Now consider what happens if that last message is dropped. What information available to the nodes changes between the execution where the last message is delivered and the one where the last message is dropped?

  • B's information has changed, because in one execution it sees the last message, and the other it does not.
  • But A observes exactly the same information in both executions. Whether or not the message was delivered is not observable to A: since this is the last message, B never sends a follow-up back, so A gets no feedback about delivery. A's execution looks identical in both worlds.

Since A observes the same information in both executions, A still attacks even if the last message was dropped. But since the protocol P is correct, both sides must attack together. This means B must also attack, even without receiving the last message. So the last message wasn't needed: the protocol also works without it.

Now suppose we modify the protocol to not even send this last message. What observable information does this change? This time, B's information (compared to the dropping execution) has not changed, so it must still attack. Since not sending a message doesn't affect any other nodes' behavior, the modified protocol is still correct as long as A attacks as well. This means we have reduced the protocol to need one fewer message without changing correctness.

Repeat the argument on the new last message, and again, and again. By induction, the protocol works with no messages at all. Both sides attack at a pre-agreed time with no communication. But that's not a solution to coordinated attack; it's just a fixed schedule, and it doesn't let the decision to attack depend on any information gathered on the hilltops.

This is the canonical shape of a distributed impossibility proof: assume a correct protocol, examine an execution, and find an indistinguishable execution (here, one with messages dropped) where correctness must also hold, yielding a contradiction.

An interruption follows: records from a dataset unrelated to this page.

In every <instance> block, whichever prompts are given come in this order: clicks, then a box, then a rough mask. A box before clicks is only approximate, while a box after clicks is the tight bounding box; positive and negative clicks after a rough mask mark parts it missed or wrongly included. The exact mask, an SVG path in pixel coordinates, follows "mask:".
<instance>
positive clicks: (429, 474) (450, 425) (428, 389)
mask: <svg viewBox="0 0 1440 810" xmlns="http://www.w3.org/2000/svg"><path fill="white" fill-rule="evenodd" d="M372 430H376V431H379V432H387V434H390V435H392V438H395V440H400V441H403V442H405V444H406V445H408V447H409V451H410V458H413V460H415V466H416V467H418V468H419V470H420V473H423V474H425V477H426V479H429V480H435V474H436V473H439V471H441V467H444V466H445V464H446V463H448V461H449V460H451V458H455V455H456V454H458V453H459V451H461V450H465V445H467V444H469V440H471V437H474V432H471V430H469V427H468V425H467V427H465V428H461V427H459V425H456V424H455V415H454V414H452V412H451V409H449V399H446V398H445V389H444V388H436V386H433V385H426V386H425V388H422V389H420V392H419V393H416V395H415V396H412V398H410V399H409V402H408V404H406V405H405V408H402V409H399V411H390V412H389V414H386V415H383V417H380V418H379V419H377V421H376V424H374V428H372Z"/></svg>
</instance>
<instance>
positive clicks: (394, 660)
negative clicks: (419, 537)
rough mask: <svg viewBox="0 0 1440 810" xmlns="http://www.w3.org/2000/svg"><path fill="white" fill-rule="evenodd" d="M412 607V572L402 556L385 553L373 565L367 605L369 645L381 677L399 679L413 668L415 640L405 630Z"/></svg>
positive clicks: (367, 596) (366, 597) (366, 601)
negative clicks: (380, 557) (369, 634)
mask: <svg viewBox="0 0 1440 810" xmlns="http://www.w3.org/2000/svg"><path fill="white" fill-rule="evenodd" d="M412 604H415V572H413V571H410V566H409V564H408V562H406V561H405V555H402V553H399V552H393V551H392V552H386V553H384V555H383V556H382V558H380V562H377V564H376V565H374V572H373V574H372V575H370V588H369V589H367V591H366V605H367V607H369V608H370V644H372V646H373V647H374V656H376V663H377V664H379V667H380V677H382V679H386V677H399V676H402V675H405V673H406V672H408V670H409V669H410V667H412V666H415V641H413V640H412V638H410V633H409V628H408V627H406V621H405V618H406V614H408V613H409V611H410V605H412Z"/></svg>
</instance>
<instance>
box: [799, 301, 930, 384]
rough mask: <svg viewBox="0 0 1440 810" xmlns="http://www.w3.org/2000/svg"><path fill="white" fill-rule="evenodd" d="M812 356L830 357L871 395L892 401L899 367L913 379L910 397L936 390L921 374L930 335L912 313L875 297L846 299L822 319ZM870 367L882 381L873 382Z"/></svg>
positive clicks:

Preview: Consensus and Paxos

Next week we turn to consensus: getting a group of nodes to agree on a single value. Consensus is what eventually lets us replace our single-node view server with a cluster that can tolerate individual failures, which is the subject of Lab 3. Learning Paxos well is one of the most important takeaways from this course.

Two points to preview:

  • Paxos is based on majority voting.
    • Unlike the everyday sense of picking a winning side of a debate, the nodes don't care which value is chosen; they only care that some value is chosen and they all agree on it. Majority voting is the mechanism that guarantees only one value is chosen.
  • Consensus, like coordinated attack, is also impossible in full generality. The proof has the same flavor as the one above. The puzzle to ponder over the weekend: if consensus is impossible, how can Paxos solve it? The answer lies in what we mean by "solve," and in the specific fault model Paxos targets.